Text & Photo © JE Nilsson, CM Cordeiro, Sweden 2015
2015. History was not a subject of particular interest to her. But the thick book, bound in green, fell into her hands, with its pages opening to the chapter entitled The Coming of the Europeans. This was his book. She sat and proceeded to read. She smiled when she encountered a paragraph that described the city in which she was raised, Singapore, in the 1500s, compared to the great emporium of Malacca, Java and the Spice Islands, as known for ‘nothing much’. Malacca in the Far East was the flourishing main trading port where every year, between eighteen to twenty ships were laden with numerally Sumatran pepper bound for China. It was a gem of a trading port, politically guarded and threatened to be usurped by the various powers at their determination for their own trading rights and influence in the region. She mused that it was the same period of time when the Portuguese, due to their long crusade against the Moors had built up a formidable naval power and superior knowledge in ship building that complemented them as a race of mariners, took to the eastern seas, setting their sights on the very same gem of a port that laid in the Straits of Malacca. She noted whilst reading, that her own Spanish family heritage had not yet differentiated from the highlands of Andalucía. She leafed through the pages, her green-gold eyes flickered across the words of the pages, turning a deep amber hue as she registered information of interest, her fingers turning pages as turning time in history.

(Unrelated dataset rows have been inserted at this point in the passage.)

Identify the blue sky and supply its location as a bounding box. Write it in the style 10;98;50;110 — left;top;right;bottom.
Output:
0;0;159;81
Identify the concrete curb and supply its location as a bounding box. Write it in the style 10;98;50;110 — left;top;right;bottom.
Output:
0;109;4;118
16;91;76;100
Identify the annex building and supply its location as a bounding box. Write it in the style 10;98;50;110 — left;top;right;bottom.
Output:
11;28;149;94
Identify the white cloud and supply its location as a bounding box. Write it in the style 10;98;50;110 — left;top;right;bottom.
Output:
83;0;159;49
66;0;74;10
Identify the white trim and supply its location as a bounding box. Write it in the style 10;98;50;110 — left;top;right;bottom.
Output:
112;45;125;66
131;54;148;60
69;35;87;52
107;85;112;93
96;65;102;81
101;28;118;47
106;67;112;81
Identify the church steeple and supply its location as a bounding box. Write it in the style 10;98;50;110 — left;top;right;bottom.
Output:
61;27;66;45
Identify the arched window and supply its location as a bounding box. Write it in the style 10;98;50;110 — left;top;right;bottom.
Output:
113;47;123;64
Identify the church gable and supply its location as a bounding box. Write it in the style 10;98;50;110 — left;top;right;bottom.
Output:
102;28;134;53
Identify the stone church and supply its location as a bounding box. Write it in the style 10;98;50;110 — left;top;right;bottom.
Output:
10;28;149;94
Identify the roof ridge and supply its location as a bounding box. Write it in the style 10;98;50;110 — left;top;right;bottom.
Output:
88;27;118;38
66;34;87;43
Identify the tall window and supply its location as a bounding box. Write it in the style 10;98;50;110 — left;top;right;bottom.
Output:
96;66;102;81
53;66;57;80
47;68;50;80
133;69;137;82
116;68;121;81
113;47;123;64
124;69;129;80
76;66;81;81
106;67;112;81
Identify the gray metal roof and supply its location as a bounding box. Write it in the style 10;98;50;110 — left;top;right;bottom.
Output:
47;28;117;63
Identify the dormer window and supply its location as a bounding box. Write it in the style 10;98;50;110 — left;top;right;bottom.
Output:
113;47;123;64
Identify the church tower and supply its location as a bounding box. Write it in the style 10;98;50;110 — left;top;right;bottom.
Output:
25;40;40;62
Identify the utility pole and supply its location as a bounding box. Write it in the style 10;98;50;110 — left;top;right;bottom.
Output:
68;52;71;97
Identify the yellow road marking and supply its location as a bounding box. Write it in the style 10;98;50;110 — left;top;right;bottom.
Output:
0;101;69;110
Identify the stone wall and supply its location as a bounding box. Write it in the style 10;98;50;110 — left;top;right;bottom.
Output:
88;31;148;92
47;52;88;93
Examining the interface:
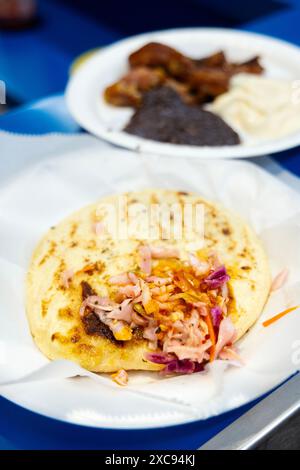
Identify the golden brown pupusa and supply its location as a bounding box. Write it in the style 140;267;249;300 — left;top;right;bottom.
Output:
26;189;270;372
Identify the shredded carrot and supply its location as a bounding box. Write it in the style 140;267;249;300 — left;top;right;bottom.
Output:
263;305;300;327
205;313;216;362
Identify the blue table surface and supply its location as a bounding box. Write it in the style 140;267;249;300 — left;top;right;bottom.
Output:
0;0;300;450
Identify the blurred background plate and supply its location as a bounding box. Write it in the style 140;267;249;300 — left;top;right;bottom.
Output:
66;28;300;158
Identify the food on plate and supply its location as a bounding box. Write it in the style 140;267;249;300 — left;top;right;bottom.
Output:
104;42;263;107
208;74;300;140
104;67;165;108
124;86;240;146
104;42;263;146
263;305;300;327
26;190;271;376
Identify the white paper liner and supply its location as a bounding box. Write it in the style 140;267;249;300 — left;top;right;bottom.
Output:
0;130;300;428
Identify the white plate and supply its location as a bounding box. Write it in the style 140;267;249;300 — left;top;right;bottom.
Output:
66;28;300;158
0;135;300;429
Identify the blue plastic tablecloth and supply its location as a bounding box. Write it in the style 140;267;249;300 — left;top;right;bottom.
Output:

1839. The day was warm but the view, standing along the newly built warehouses and godowns by the dockside, was brilliant and economically encouraging. Dressed in ‘local casual’ of what the Europeans considered inner wear that, due to the tropical weather were now out of practical reasons worn as outer wear, the thinnest possible white linen shirt and britches, he stood surveying the scene before him. He had just arrived in Singapore after a short visit to Macau where he had his other holding base. It seemed like individuals from as far away as China had made themselves at home in this recently established port of trade that was Singapore. Just farther inland, the row of money changes seemed to have flourished from a handful to now counting, more than five hundred present on a single street. Individuals were abuzz with the loading and off-loading of goods for trade. But trade was today, not foremost on his mind.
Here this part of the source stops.